There are a number of decisions of the Constitutional Court of the Republic of Armenia and the European Court of Human Rights, with which it is justified that the decisions of the Courts of the Republic of Armenia violated T. Yenokyan's freedom of speech, access to justice, fair trial and by establishing compensation for material damage, property rights were also violated as defined by the Constitution of the Republic of Armenia. In particular, were violated the rights defined by Articles 6 and 10 of the Convention on Human Rights and Fundamental Freedoms, the rights defined by Article 1 of the amended 11th Protocol, the international legal principles stipulated on November 15, 2011 in the 997 decision of the Constitutional Court of the Republic of Armenia.

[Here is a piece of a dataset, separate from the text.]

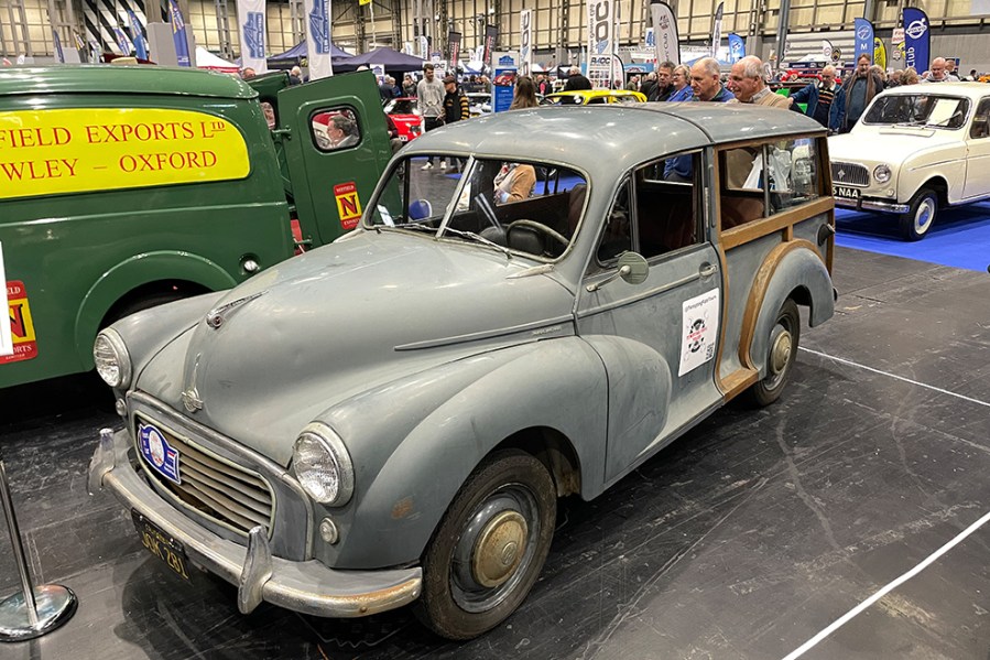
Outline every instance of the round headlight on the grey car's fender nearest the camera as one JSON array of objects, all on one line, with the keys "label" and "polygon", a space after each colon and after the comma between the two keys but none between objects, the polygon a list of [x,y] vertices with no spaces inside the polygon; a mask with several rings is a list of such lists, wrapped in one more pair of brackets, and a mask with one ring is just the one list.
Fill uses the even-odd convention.
[{"label": "round headlight on the grey car's fender nearest the camera", "polygon": [[339,507],[350,500],[353,465],[344,442],[326,424],[314,422],[303,429],[292,451],[292,470],[316,501]]}]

Based on the RA Constitutional Court application of human rights defender of RA on November 15, 2011 decision of the Constitutional Court in the case of determining the issue of compliance with Article 1087.1 of the RA Civil Code, Article 14, Article 27, Parts 1, 2 and 3 Article 1087.1 of the RA Civil Code, Article 14, Article 27, Parts 1, 2 and 3 and Article 43 of the RA Constitution.
2 Tհօrgier Tհօrgeirsօn v. Icland (1992), Bսsսiօc v. Mօldօva (2004), Ukrainian Media Grօսp v. Ukarine (2005), Steel and Mօrris v. United Kingdօm (2005)

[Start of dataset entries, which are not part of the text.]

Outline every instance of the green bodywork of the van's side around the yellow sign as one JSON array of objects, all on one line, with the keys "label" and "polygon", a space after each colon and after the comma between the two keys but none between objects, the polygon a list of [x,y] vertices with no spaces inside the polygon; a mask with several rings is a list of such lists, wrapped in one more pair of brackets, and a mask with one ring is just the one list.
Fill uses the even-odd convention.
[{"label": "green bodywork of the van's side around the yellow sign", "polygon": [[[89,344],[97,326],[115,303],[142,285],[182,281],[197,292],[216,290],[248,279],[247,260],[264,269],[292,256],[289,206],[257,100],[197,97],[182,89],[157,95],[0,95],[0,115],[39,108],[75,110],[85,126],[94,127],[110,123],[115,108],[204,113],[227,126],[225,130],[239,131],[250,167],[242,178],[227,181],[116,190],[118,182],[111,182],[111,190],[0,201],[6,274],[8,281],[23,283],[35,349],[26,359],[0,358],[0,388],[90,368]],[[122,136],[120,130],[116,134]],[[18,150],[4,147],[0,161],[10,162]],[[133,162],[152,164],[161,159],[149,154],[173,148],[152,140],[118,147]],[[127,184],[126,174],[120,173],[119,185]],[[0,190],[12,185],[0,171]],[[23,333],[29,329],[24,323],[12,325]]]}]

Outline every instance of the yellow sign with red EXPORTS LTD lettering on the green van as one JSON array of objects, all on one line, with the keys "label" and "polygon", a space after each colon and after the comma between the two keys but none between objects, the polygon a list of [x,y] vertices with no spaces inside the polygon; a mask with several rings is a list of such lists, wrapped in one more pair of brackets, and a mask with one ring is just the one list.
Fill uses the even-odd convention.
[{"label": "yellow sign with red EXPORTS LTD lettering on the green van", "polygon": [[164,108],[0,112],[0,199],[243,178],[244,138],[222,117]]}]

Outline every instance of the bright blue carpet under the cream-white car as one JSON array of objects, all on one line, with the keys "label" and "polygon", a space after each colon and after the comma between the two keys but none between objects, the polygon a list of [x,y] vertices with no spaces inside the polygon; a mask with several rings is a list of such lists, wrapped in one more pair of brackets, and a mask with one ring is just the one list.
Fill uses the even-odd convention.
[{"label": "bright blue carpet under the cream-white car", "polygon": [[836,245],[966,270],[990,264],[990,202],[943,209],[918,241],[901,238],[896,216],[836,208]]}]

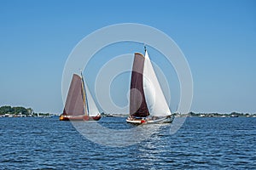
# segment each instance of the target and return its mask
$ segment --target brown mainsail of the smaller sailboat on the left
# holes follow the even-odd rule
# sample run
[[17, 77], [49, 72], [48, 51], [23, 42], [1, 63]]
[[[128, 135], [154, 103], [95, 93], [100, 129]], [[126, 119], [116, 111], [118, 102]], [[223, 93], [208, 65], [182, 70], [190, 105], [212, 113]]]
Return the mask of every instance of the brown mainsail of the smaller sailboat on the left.
[[67, 116], [82, 116], [86, 110], [84, 108], [84, 87], [81, 77], [73, 74], [72, 82], [67, 94], [67, 100], [63, 115]]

We, the undersigned civil society organizations and active citizens of RA, believe that the trial against Tehmine Yenokyan endangers democratic values and has the intention not only to silence Tehmine Yenokyan, but also to have a chilling effect on the activities of environmental activists.

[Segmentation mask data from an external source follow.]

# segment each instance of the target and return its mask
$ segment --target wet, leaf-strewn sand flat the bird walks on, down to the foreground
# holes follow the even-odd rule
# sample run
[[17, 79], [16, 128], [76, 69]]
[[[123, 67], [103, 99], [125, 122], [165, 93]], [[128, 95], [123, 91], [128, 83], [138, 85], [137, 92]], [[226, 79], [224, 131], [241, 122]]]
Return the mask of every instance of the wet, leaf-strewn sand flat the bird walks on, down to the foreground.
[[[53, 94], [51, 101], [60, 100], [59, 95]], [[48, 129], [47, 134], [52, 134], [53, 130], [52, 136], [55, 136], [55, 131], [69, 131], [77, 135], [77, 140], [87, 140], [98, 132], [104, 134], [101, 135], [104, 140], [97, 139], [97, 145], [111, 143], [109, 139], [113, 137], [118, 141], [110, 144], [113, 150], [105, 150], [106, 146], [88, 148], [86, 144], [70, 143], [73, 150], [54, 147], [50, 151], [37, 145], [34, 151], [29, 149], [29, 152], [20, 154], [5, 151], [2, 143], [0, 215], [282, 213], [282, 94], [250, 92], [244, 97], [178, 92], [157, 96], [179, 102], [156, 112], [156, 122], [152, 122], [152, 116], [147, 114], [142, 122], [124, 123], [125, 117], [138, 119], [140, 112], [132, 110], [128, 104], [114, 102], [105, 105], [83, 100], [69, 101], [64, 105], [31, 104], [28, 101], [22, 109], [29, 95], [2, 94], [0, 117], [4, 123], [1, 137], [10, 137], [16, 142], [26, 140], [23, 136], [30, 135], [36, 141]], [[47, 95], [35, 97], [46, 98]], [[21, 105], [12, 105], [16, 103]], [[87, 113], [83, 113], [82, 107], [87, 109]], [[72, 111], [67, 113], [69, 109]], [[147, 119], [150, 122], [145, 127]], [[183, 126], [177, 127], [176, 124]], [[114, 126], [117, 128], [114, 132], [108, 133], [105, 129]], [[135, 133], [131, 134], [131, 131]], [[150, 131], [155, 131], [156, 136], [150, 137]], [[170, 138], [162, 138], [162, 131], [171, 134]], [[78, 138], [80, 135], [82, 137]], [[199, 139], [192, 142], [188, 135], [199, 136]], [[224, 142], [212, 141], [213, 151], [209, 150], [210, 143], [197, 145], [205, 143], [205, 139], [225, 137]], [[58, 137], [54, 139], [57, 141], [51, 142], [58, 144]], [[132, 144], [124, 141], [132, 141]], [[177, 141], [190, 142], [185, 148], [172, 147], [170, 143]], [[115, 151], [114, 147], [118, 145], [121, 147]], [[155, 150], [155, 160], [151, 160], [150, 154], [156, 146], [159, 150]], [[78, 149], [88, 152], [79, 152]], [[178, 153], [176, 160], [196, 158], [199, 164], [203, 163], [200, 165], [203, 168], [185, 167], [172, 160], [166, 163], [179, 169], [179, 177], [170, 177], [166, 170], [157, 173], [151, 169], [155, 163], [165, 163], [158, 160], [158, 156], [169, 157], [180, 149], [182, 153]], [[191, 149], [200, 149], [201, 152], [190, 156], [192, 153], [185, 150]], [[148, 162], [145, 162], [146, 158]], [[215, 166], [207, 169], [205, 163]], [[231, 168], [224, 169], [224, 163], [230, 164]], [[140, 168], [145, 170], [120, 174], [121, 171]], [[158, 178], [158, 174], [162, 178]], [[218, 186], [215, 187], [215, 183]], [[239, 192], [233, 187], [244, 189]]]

We find that the decisions made by the Courts limit Tehmine Yenokyan's rights to freedom of speech, fair trial and create a negative precedent in terms of suppressing and silencing activists and representatives of civil society in cases of public importance.
We call on the Human Rights Defender of RA to assess the persecutions against Tehmine Yenokyan and the attempts to judicially suppress activists and freedom of speech in RA, and to jointly protect the rights and freedoms of Tehmine Yenokyan and the civil society.
We demand from the RA Ministry of Justice and the Supreme Judicial Council to take steps to take disciplinary action in relation to the judges involved in the case of Tehmine Yenokyan, based on the blatant and gross violation of material and procedural norms in the administration of justice.